Другое дело, что характер этой мены-купли-продажи колеблется в весьма значительных пределах - от наглого обещания «юной девственницы подарить право первой ночи (а может, и следующих) мужчине, сделавшему дорогой подарок» и сутенерских посулов «мужчины с необыкновенно нежной душой, тонко чувствующего женщину, внести» в ее «одинокий образ жизни положительные перемены», при условии что «она» (или, вернее сказать, «они») «не бедны», до, положим, более или менее введенных в рамки приличия, не в последнюю очередь с помощью юмора, объявлений типа: «Золотая рыбка составит счастье старика (от сорока) без жилищных и материальных проблем, а главное - без старухи»; или «Молоденькая хорошенькая девчонка ищет суперсостоятельного крокодила, можно до семидесяти лет».

В указанных пределах располагаются десятки, если не сотни обращений, в которых вас покупают, а себя - продают, доходя подчас до, казалось бы, сегодня уже немыслимых наивности и нарциссизма. Особенно, что вполне естественно, усердствуют в последнем женщины: «Для настоящих мужчин! Имею все необходимые качества для женщины», «приятная во всех отношениях москвичка с очевидными крупными достоинствами», дама «большой сексуальной ориентации»; «элегантная дама», «дама высокого стиля» и, наконец, шедевр из этого ряда - «красивая леди, элегантная, изящная, наделенная душевной тонкостью, пониманием прекрасного, знанием этикета, безупречным прошлым, творческой профессией».
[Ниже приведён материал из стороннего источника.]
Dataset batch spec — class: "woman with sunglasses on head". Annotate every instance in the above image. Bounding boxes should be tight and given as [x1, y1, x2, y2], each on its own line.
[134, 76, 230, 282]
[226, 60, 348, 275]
Но не эта лукавая женская готовность идти на поводу у вкусов гипотетического «настоящего мужчины» способна покорить современного «джентльмена». Его «проймут» не воплощенные абстракции мифа, а скорее уж - скажем так - мифологизация реальности, ее преображение, когда она остается узнаваемой и в то же самое время изменяется волшебным образом. Вот почти идеальное в этом плане обращение-обещание: «хотели бы вы после утомительного рабочего дня, приоткрыв дверь своего дома, вдохнуть приятный аромат душистого пирога, тонкий запах румяной жареной курочки? Открыть дверь дома, где вас встретят нежные глаза вашей жены и ее ласковые заботливые руки? Если да, то...»

Вот и мужчины, в массе своей настроенные куда более трезво (по крайней мере, на собственный счет), сообщают о себе: «мастер на все руки» или, чуть скромнее, «могу делать мелкий бытовой ремонт». И, представьте, такие, вероятно, пользуются «спросом» - по крайней мере, у тех женщин, которые, подобно владелице «дочки восьми лет» и «садового участка», хотели бы встретить человека «порядочного» и «с умелыми руками».

Ничего не поделать - на всем пространстве нашего отечества идет сегодня борьба за выживание, чему мы еще обнаружим немало доказательств.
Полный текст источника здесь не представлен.